Mining News: Alaska climbs higher in Fraser rankings

State makes impressive showing among 72 mining jurisdictions worldwide; industry response to annual index results lacks enthusiasm

Curt Freeman

For Mining News

The annual Fraser Institute “Report on Mining Companies, 2009-2010” was recently released to a thundering silence. Several oddball items may help explain the lackluster response, but Alaska fared well in the survey of 333 companies working in 72 jurisdictions worldwide.

Alaska ranked 18th out of 72 under the policy potential index, which measures the regulatory attractiveness of a jurisdiction. Not unreasonably, Alaska was beaten by some mining heavyweights like Chile, Quebec, Nevada and South Australia. Using current regulatory and land use policies, Alaska’s mineral potential jumped to 9th place, while the state skyrocketed to 2nd place when rated on best management practices and no land use restrictions when considering mineral potential.

Who was first in this fantasy-world classification: would you believe the Democratic Republic of the Congo? No, I’m serious, really. But wait, there’s more: Alaska was 5th behind Quebec, Nevada, Chile and Saskatchewan in the composite index, which is weighted 40 percent mineral policy and 60 percent mineral potential. All in all, Alaska scored a bit better in most categories compared to the year-previous survey. We can all sleep better now.

Western Alaska

Best news of the month: Teck Resources Ltd. announced that some of its Red Dog mine permit issues have been resolved and that necessary permits are in hand to allow its Aqqaluk deposit to be brought into production on schedule. Until the remaining legal issues are resolved, the mine will continue to operate under existing permits.

Cedar Mountain Exploration Inc. announced that it has raised $2 million to go toward exploration of its Kelly Creek gold project on the Seward Peninsula. Details relating to 2010 plans were not released.

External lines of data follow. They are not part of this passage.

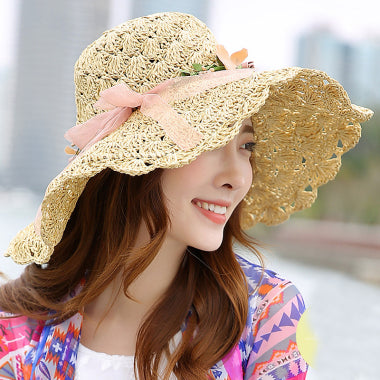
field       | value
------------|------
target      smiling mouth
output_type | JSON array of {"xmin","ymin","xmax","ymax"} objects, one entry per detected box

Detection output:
[
  {"xmin": 194, "ymin": 200, "xmax": 227, "ymax": 215},
  {"xmin": 191, "ymin": 200, "xmax": 227, "ymax": 224}
]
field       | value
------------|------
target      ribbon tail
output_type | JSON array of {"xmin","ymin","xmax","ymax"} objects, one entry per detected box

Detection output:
[
  {"xmin": 65, "ymin": 107, "xmax": 132, "ymax": 151},
  {"xmin": 140, "ymin": 94, "xmax": 203, "ymax": 151}
]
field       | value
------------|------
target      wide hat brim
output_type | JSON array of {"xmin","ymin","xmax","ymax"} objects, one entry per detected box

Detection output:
[{"xmin": 6, "ymin": 67, "xmax": 372, "ymax": 264}]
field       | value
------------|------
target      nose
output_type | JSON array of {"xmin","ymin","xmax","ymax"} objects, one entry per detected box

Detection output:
[{"xmin": 214, "ymin": 141, "xmax": 252, "ymax": 190}]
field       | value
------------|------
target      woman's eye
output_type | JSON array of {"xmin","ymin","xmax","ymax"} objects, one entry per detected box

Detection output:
[{"xmin": 241, "ymin": 142, "xmax": 256, "ymax": 152}]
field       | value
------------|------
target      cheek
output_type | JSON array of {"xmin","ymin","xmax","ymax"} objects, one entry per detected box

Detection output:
[{"xmin": 244, "ymin": 162, "xmax": 253, "ymax": 195}]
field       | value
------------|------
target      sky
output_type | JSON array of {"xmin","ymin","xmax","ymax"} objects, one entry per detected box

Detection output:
[{"xmin": 0, "ymin": 0, "xmax": 380, "ymax": 69}]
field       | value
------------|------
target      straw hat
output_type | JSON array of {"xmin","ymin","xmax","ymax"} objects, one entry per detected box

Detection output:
[{"xmin": 6, "ymin": 13, "xmax": 372, "ymax": 263}]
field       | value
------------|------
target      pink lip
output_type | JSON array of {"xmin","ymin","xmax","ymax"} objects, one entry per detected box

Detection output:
[{"xmin": 193, "ymin": 198, "xmax": 231, "ymax": 207}]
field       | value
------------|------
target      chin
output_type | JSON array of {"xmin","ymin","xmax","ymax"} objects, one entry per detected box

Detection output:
[{"xmin": 191, "ymin": 234, "xmax": 223, "ymax": 252}]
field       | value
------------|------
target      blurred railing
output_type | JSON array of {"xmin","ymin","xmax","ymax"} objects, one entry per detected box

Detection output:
[{"xmin": 254, "ymin": 218, "xmax": 380, "ymax": 285}]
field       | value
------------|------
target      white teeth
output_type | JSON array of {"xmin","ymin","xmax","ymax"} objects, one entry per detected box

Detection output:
[
  {"xmin": 214, "ymin": 205, "xmax": 227, "ymax": 214},
  {"xmin": 196, "ymin": 201, "xmax": 227, "ymax": 214}
]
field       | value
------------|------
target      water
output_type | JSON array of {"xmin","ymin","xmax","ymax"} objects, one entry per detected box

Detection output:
[{"xmin": 0, "ymin": 190, "xmax": 380, "ymax": 380}]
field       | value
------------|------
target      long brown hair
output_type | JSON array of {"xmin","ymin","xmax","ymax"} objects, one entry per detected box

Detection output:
[{"xmin": 0, "ymin": 169, "xmax": 261, "ymax": 380}]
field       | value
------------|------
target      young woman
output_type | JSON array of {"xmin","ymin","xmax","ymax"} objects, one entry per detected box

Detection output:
[{"xmin": 0, "ymin": 13, "xmax": 371, "ymax": 380}]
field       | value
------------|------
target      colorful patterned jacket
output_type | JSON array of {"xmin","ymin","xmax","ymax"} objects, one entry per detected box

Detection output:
[{"xmin": 0, "ymin": 256, "xmax": 307, "ymax": 380}]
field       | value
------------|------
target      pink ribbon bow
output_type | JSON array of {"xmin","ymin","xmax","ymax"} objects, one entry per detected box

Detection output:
[{"xmin": 65, "ymin": 69, "xmax": 253, "ymax": 157}]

Alaska newcomer Valdez Gold Inc. announced that it has signed a joint venture agreement on Millrock Resources Inc.’s Bluff project on the Seward Peninsula. Under the terms of the agreement Valdez has the right to earn a 55 percent interest in the project by incurring US$3 million in qualified expenditures over a three-year period, making a cash payment to Millrock of US$50,000 and issuing 300,000 common shares of Valdez stock on signing, making a cash payment of US$100,000 and issuing 300,000 common shares of Valdez by December 31, 2010, and making a cash payment of US$150,000 and issuing 300,000 common shares of Valdez on December 31, 2011. After earn-in, Valdez would have the option to increase its share to 75 percent by spending an additional US$3 million over three years, making further staged cash payments totaling US$600,000 and issuing 1.1 million common shares of Valdez by the end of the fifth year. Details relating to 2010 plans were not released. Welcome to Alaska Valdez Gold Inc.!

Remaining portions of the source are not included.